Do I have to make docblocks in php 7 if I declare my function return type?
Is it sufficient to do this for example:
public function findByLogin(string $login): User
{
return User::where(User::COL_LOGIN, $login)->first();
}
Or should I do this:
/**
* Find a user by its login.
*
* @param string $login
* @return User
*/
public function findByLogin(string $login): User
{
return User::where(User::COL_LOGIN, $login)->first();
}
Feels like double documentation.
You don't need to add PHPDocs to your code - the return type declarations are fine.
Only reason to add a PHPDoc is to define even more information / more specific types.
See this example here:
/**
* @return string[] An array of strings
*/
public function findByLogin(): array
{
return ['foo', 'bar'];
}
So, if you are fine with return types, feel free to skip PHPDoc. If you want to give more, standardized info about params/return types: Add an additional PHPDoc.
Tools like PHPStorm help to keep parameters, return types and PHPDoc synchronous.

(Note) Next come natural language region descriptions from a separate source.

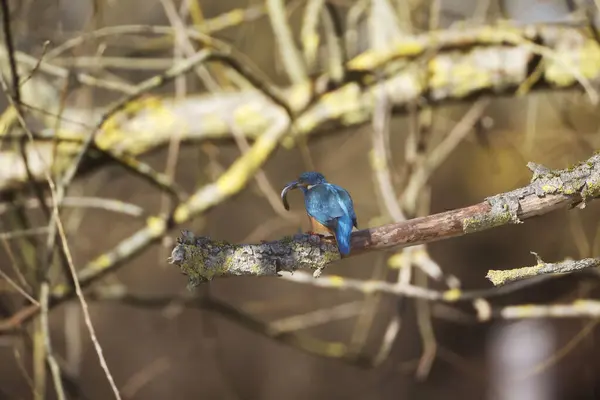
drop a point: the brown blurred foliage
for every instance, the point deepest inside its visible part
(186, 353)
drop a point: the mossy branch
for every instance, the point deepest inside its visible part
(502, 277)
(203, 259)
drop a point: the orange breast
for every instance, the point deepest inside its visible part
(317, 227)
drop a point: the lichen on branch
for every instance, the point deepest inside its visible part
(203, 259)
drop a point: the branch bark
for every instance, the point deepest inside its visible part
(450, 65)
(202, 259)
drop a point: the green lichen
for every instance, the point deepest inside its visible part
(501, 277)
(488, 220)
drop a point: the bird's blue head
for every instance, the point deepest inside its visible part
(311, 178)
(306, 180)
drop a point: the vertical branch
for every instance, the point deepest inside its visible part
(45, 330)
(308, 34)
(290, 55)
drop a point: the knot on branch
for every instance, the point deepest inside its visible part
(202, 259)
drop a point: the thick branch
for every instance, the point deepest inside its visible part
(502, 277)
(448, 66)
(203, 259)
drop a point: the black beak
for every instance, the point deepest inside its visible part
(287, 188)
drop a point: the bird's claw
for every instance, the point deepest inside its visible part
(311, 233)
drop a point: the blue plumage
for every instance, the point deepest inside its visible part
(329, 205)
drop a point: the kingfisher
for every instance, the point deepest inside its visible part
(329, 208)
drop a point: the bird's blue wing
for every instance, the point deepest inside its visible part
(346, 203)
(323, 205)
(327, 202)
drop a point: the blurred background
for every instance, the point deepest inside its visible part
(171, 350)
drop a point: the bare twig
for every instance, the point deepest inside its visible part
(549, 190)
(501, 277)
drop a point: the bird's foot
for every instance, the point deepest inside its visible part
(311, 233)
(325, 238)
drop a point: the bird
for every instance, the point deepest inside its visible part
(329, 207)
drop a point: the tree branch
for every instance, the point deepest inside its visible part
(483, 52)
(201, 258)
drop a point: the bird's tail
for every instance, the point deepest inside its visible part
(343, 230)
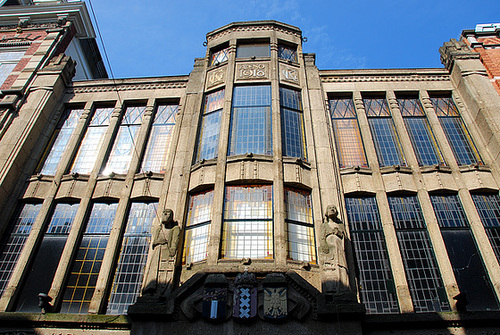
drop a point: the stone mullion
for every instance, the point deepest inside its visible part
(85, 206)
(108, 266)
(37, 232)
(394, 253)
(215, 238)
(279, 230)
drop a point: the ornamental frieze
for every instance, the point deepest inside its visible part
(289, 74)
(216, 77)
(252, 71)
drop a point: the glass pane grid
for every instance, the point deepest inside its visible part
(132, 260)
(376, 282)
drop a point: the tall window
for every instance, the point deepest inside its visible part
(420, 132)
(160, 138)
(87, 153)
(378, 292)
(287, 52)
(347, 136)
(132, 261)
(459, 138)
(465, 259)
(300, 229)
(198, 227)
(60, 139)
(47, 258)
(245, 50)
(426, 286)
(124, 146)
(8, 61)
(488, 206)
(208, 142)
(87, 264)
(248, 222)
(251, 130)
(386, 140)
(292, 121)
(13, 241)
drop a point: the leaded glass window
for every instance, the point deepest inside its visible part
(251, 130)
(248, 222)
(350, 148)
(124, 146)
(60, 139)
(488, 207)
(245, 50)
(160, 138)
(208, 142)
(378, 292)
(420, 132)
(424, 280)
(198, 227)
(132, 260)
(292, 122)
(299, 223)
(387, 144)
(87, 153)
(464, 256)
(219, 56)
(8, 61)
(47, 258)
(458, 136)
(14, 239)
(87, 264)
(287, 53)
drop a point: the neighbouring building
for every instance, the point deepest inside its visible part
(256, 194)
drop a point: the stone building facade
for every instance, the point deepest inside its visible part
(256, 194)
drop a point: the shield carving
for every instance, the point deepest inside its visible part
(275, 296)
(215, 297)
(245, 296)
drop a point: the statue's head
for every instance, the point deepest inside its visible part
(167, 218)
(331, 212)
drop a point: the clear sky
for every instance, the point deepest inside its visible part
(162, 37)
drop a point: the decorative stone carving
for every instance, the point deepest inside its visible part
(333, 252)
(252, 71)
(165, 238)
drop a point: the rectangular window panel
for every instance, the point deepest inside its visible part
(287, 53)
(160, 138)
(60, 139)
(13, 241)
(378, 292)
(87, 153)
(208, 143)
(132, 260)
(464, 256)
(424, 280)
(198, 227)
(420, 132)
(488, 207)
(124, 146)
(300, 229)
(248, 222)
(458, 136)
(251, 130)
(47, 258)
(292, 121)
(87, 264)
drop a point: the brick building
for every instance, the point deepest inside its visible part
(256, 194)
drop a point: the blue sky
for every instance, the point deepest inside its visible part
(162, 37)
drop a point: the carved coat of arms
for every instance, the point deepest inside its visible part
(245, 296)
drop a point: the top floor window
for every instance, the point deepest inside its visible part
(249, 50)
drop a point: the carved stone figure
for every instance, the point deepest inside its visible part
(165, 237)
(333, 250)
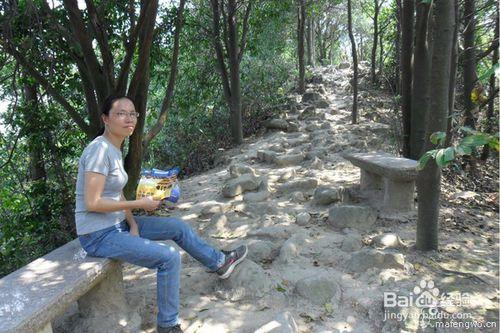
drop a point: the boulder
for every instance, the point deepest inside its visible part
(237, 170)
(248, 281)
(282, 323)
(367, 258)
(239, 185)
(303, 218)
(351, 216)
(325, 195)
(319, 290)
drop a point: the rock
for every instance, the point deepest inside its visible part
(326, 126)
(292, 127)
(243, 183)
(352, 242)
(274, 232)
(317, 164)
(298, 197)
(309, 112)
(262, 250)
(266, 156)
(311, 97)
(290, 159)
(237, 170)
(291, 248)
(384, 241)
(322, 103)
(311, 127)
(368, 258)
(325, 195)
(286, 176)
(279, 124)
(219, 222)
(256, 196)
(215, 209)
(248, 281)
(303, 218)
(350, 216)
(302, 185)
(317, 152)
(319, 290)
(344, 65)
(282, 323)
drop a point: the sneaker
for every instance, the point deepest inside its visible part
(171, 329)
(233, 258)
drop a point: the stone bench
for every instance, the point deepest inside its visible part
(36, 294)
(387, 174)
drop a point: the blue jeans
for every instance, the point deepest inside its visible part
(115, 242)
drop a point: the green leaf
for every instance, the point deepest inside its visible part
(489, 72)
(438, 137)
(424, 159)
(280, 288)
(449, 154)
(475, 140)
(461, 150)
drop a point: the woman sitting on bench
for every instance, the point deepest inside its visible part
(107, 228)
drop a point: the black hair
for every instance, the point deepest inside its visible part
(108, 104)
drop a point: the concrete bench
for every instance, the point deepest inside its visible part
(33, 296)
(387, 174)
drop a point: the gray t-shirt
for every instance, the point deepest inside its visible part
(103, 157)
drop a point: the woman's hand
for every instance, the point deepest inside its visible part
(134, 230)
(148, 204)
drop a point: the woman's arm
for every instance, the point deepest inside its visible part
(94, 185)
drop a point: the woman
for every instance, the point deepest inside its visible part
(107, 228)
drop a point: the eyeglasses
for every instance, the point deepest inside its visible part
(133, 115)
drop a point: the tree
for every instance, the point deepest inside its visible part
(74, 33)
(420, 82)
(355, 65)
(428, 180)
(406, 77)
(233, 47)
(469, 61)
(301, 20)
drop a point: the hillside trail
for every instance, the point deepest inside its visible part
(303, 273)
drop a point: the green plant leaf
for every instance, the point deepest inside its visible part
(449, 154)
(424, 159)
(438, 137)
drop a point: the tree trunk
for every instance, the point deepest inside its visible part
(420, 82)
(355, 67)
(397, 42)
(301, 15)
(428, 180)
(309, 40)
(406, 55)
(490, 113)
(453, 78)
(234, 70)
(34, 135)
(381, 56)
(375, 40)
(469, 61)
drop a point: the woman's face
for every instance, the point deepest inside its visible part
(122, 118)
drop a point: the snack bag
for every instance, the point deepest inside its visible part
(160, 184)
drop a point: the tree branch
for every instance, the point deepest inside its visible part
(48, 87)
(82, 37)
(245, 30)
(218, 48)
(167, 100)
(102, 40)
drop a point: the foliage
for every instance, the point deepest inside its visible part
(465, 147)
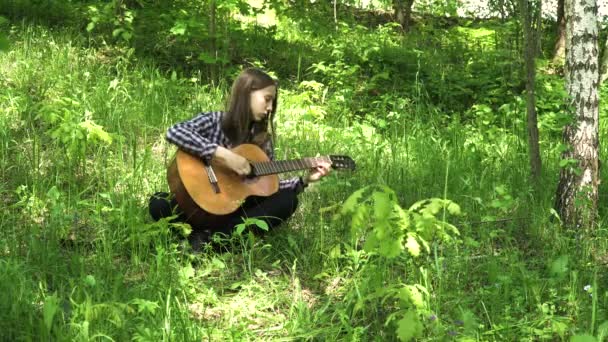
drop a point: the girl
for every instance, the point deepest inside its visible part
(209, 136)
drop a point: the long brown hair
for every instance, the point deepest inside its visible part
(237, 121)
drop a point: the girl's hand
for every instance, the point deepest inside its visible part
(317, 173)
(233, 161)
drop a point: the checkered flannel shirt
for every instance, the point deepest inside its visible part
(202, 135)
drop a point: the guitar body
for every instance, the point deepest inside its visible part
(189, 182)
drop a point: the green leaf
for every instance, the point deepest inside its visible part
(602, 331)
(352, 201)
(89, 280)
(145, 306)
(3, 42)
(382, 205)
(409, 327)
(412, 246)
(51, 304)
(559, 266)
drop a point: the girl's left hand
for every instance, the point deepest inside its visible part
(318, 172)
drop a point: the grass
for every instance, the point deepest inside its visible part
(82, 136)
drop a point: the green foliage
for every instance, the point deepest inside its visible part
(82, 122)
(387, 230)
(112, 16)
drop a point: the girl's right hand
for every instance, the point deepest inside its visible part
(233, 161)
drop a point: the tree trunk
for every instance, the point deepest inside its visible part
(559, 51)
(577, 192)
(403, 12)
(529, 57)
(213, 37)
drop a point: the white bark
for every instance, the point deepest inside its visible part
(578, 190)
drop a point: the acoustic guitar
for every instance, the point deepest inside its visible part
(204, 190)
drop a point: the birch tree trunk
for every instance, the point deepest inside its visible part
(604, 64)
(577, 192)
(560, 44)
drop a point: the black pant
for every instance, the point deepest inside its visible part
(273, 210)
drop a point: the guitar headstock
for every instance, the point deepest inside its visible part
(342, 162)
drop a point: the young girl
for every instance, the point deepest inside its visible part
(210, 136)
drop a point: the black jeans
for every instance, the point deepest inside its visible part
(273, 210)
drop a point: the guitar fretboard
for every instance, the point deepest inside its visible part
(274, 167)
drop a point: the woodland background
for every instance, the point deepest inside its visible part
(440, 234)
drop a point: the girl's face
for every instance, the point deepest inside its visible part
(261, 102)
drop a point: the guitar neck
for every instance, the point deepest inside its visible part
(282, 166)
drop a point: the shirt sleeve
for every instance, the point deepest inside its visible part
(197, 136)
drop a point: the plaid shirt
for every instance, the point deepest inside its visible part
(202, 135)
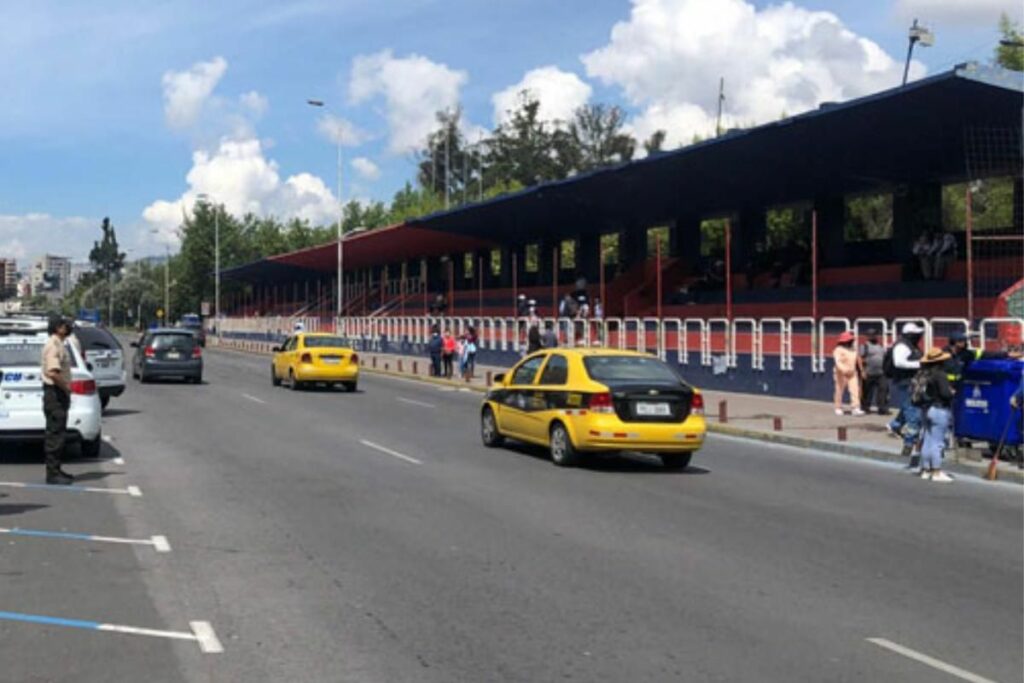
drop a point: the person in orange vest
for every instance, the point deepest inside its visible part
(847, 373)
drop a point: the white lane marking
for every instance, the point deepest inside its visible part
(389, 452)
(931, 662)
(413, 401)
(130, 491)
(158, 542)
(208, 641)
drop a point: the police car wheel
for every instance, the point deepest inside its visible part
(676, 461)
(488, 429)
(560, 444)
(91, 449)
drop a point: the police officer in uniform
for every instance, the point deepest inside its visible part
(56, 399)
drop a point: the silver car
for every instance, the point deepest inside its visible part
(22, 418)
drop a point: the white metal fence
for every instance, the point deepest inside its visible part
(769, 343)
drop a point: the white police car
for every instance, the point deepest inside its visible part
(22, 418)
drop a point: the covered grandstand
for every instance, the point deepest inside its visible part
(906, 145)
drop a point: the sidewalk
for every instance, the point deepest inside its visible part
(806, 424)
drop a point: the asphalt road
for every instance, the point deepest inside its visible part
(370, 537)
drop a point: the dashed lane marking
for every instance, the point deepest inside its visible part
(929, 660)
(393, 454)
(134, 492)
(202, 633)
(413, 401)
(159, 543)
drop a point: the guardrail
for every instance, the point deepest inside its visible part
(715, 342)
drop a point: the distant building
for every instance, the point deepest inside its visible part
(50, 276)
(8, 278)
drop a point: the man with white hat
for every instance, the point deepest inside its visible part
(905, 361)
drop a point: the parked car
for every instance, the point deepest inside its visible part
(168, 352)
(574, 401)
(104, 358)
(22, 418)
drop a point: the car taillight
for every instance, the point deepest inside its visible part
(696, 404)
(83, 387)
(601, 402)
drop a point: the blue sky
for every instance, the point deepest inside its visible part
(88, 127)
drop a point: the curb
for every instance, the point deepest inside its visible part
(1011, 475)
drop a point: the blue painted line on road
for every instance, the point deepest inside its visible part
(50, 621)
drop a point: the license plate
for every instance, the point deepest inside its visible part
(652, 410)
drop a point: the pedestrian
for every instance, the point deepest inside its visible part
(934, 396)
(876, 385)
(902, 363)
(448, 353)
(534, 340)
(846, 374)
(56, 399)
(550, 338)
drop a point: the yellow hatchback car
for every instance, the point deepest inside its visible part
(309, 357)
(576, 401)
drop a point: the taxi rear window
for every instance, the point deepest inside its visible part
(629, 369)
(325, 342)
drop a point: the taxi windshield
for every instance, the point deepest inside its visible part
(325, 342)
(629, 369)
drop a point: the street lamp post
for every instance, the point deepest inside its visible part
(341, 211)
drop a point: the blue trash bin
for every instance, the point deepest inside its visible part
(981, 410)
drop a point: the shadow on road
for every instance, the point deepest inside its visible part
(18, 508)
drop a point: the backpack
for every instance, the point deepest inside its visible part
(919, 389)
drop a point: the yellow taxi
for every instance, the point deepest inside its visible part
(576, 401)
(308, 357)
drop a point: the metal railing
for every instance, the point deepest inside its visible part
(714, 342)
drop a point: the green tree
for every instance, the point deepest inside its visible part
(1010, 51)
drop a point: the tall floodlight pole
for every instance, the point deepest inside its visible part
(918, 34)
(341, 211)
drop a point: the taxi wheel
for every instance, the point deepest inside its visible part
(563, 453)
(676, 461)
(488, 429)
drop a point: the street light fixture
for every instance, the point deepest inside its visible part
(205, 199)
(341, 210)
(918, 34)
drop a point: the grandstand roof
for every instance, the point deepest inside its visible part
(910, 134)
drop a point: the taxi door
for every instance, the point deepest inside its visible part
(519, 400)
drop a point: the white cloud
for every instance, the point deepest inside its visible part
(560, 93)
(341, 131)
(367, 169)
(254, 102)
(240, 176)
(185, 92)
(413, 88)
(27, 236)
(956, 13)
(669, 55)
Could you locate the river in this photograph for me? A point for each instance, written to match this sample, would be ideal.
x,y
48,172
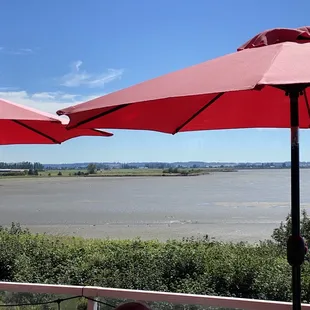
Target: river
x,y
229,206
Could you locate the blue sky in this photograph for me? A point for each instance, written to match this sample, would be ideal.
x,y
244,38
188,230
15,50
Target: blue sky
x,y
57,53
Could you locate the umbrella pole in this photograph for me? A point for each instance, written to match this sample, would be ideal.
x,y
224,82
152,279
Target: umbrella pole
x,y
295,244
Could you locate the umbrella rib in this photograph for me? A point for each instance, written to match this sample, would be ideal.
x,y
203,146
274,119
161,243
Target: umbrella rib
x,y
307,103
198,112
99,115
36,131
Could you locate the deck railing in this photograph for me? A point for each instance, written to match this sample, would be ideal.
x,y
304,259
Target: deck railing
x,y
93,293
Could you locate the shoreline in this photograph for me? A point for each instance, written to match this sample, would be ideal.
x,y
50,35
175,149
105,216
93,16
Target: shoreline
x,y
183,172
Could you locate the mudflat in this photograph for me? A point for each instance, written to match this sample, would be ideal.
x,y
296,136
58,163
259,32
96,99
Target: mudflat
x,y
230,206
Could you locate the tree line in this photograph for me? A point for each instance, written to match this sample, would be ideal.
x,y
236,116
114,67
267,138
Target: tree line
x,y
22,165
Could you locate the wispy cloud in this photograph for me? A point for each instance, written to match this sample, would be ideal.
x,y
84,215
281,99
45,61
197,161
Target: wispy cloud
x,y
78,77
46,101
18,51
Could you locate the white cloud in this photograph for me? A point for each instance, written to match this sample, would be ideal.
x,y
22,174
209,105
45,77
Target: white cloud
x,y
19,51
45,101
77,77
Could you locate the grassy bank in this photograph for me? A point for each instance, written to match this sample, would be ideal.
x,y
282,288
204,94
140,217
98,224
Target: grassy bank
x,y
123,173
189,266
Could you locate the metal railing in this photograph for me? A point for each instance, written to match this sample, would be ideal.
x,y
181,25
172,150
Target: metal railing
x,y
147,296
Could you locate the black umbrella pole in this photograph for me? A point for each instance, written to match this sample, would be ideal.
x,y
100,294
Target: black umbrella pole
x,y
295,245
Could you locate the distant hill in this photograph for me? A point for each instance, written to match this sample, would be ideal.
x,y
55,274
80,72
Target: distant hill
x,y
188,164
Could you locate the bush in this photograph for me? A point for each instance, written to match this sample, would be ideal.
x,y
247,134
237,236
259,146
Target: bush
x,y
198,266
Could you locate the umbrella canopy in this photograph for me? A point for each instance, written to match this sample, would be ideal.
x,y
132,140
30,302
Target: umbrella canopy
x,y
264,84
23,125
217,94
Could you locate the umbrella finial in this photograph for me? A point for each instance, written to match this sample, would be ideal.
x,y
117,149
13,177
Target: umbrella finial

They will show warnings if both do not match.
It's up to you.
If a method docblock has params & return value types only it's useless and gives nothing additional info for the reader.
If the docblock gives more info (description of input params or what the method return in case of no data was found, etc.) it gives additional value and it makes sense to write it.
In your code snippet the only explanation is what the method does, but @param and @return give no additional info so I would omit them.